In the 1950s the Bemberg facility began to manufacture polyester.
The Bemberg plant was in serious financial trouble by the early 1970s, and could not comply with demands to reduce toxic waste emissions from the United States Environmental Protection Agency.
The plant was sold and resold, and finally filed for bankruptcy on 16 February 1974.

==Other licensed manufacturers==

The technology developed by Thiele for Bemberg was used in Italy by Bemberg SpA of Gozzano in 1924 and in France by Le Cupro textile of Rennes.
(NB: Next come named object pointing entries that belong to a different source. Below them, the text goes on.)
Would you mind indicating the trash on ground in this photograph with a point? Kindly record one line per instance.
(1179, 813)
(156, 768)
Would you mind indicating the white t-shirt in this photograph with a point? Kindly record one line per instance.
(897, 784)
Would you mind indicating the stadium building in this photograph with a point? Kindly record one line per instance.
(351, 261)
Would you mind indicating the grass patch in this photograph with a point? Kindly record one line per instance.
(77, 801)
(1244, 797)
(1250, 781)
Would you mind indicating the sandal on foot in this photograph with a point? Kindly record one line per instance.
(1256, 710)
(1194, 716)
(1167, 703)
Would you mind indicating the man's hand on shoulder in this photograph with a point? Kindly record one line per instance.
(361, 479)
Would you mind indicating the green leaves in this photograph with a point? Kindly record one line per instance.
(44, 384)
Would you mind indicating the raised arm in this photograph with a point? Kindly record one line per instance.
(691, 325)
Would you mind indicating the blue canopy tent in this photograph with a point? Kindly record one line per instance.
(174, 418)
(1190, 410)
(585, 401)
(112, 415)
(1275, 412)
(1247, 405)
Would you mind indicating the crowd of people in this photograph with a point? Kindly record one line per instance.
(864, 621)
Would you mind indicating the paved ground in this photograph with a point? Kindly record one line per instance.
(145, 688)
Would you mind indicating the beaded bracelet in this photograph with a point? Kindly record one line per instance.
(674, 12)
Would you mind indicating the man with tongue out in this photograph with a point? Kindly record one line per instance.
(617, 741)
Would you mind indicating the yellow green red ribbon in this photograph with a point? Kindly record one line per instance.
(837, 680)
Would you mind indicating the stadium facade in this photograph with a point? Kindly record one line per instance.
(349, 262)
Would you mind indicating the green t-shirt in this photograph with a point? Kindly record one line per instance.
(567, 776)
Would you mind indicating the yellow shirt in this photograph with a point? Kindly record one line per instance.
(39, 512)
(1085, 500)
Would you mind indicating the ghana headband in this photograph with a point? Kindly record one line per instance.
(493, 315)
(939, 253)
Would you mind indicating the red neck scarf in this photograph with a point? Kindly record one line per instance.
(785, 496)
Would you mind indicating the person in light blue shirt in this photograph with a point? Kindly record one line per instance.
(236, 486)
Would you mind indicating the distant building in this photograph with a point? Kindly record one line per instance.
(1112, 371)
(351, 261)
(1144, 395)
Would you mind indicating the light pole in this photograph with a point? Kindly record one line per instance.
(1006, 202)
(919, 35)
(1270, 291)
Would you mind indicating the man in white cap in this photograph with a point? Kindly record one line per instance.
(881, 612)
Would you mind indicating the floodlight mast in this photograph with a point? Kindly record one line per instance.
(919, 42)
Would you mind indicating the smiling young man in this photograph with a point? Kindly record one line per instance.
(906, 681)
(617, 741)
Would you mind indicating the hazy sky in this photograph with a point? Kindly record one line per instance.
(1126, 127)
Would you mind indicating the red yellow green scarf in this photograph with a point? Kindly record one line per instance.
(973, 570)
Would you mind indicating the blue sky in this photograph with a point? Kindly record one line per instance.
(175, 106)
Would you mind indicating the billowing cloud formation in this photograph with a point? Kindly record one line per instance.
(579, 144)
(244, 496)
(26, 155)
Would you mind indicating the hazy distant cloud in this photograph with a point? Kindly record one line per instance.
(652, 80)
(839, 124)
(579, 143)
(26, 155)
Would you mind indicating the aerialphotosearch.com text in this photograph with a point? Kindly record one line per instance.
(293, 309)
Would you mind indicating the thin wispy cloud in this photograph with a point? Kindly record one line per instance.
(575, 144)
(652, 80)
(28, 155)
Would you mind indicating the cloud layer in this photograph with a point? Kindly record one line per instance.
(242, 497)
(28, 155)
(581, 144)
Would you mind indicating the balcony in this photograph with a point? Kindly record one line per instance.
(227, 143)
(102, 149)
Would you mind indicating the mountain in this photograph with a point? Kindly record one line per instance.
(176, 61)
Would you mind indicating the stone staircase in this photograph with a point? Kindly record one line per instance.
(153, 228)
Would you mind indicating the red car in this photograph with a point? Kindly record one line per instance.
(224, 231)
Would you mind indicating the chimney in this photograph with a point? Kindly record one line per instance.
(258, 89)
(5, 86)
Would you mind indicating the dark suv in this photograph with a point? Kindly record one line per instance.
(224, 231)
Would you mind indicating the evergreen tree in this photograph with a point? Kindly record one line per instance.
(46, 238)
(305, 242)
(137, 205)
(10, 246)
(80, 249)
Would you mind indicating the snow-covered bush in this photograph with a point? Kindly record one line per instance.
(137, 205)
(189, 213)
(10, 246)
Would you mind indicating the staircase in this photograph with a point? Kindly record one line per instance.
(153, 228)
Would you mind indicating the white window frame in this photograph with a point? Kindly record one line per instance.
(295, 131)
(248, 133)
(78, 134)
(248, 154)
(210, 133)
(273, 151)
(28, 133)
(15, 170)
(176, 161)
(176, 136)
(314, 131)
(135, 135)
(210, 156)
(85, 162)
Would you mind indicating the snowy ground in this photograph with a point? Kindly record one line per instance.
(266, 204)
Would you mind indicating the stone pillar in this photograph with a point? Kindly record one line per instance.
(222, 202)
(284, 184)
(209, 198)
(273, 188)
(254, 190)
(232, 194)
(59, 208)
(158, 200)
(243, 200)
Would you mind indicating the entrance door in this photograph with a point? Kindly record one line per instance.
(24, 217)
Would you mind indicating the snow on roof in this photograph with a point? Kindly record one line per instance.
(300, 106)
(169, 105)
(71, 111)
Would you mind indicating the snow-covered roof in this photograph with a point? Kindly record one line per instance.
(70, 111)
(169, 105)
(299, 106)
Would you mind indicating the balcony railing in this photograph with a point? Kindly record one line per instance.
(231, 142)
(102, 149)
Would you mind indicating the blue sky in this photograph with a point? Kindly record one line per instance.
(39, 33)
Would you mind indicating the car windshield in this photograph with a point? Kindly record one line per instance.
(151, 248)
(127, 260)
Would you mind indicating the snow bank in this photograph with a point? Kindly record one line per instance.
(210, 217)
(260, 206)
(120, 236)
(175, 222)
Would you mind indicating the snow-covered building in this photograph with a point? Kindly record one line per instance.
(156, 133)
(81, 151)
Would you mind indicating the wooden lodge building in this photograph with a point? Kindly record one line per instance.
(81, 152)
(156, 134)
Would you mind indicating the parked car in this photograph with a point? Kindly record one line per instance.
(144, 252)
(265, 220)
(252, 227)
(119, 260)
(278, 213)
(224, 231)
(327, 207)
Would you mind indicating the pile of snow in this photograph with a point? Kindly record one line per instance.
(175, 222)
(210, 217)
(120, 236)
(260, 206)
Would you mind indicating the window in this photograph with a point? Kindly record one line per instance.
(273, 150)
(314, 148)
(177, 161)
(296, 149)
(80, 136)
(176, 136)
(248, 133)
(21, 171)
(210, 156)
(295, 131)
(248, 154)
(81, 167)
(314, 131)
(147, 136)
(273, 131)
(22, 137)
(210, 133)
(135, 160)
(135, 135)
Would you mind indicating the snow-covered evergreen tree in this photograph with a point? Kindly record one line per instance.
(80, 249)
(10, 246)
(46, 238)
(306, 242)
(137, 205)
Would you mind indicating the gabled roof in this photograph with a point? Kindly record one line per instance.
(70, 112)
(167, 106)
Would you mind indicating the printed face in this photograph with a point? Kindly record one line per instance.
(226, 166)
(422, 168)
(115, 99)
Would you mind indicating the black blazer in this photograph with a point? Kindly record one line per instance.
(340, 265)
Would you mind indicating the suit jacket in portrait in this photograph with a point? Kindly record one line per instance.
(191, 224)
Manufacturing of cuprammonium yarn began at British Bemberg in Doncaster, UK, in 1926. The firm was sequestrated by the British government in 1939.
In 1928 the technology was licensed to Asahi Bemberg of Nobeoka, Japan.
Asahi Kasei started operations at the newly built Bemberg factory in Nobeoka in 1931, and made its first shipment on 27 June 1931.
By 1970 a total of four plants were producing rayon with the cuprammonium process.
J.P. Bemberg in Wuppertal produced 27 tonnes/day; Beaunit Fibers in Elizabethton produced 25 tonnes/day; Bemberg SpA in Gozzano produced 14 tonnes/day and Asahi Chemical Industries Co in Nobeoka produced 80 tonnes/day.
By 2000 only Asahi was still producing rayon in this way.
By May 2011 Bemberg SpA was insolvent and the city of Gozzano was struggling to find purchasers for the real estate and machinery.
As of 2015 Asahi Kasei Fibers Corporation was still producing rayon under the Bemberg™ brand.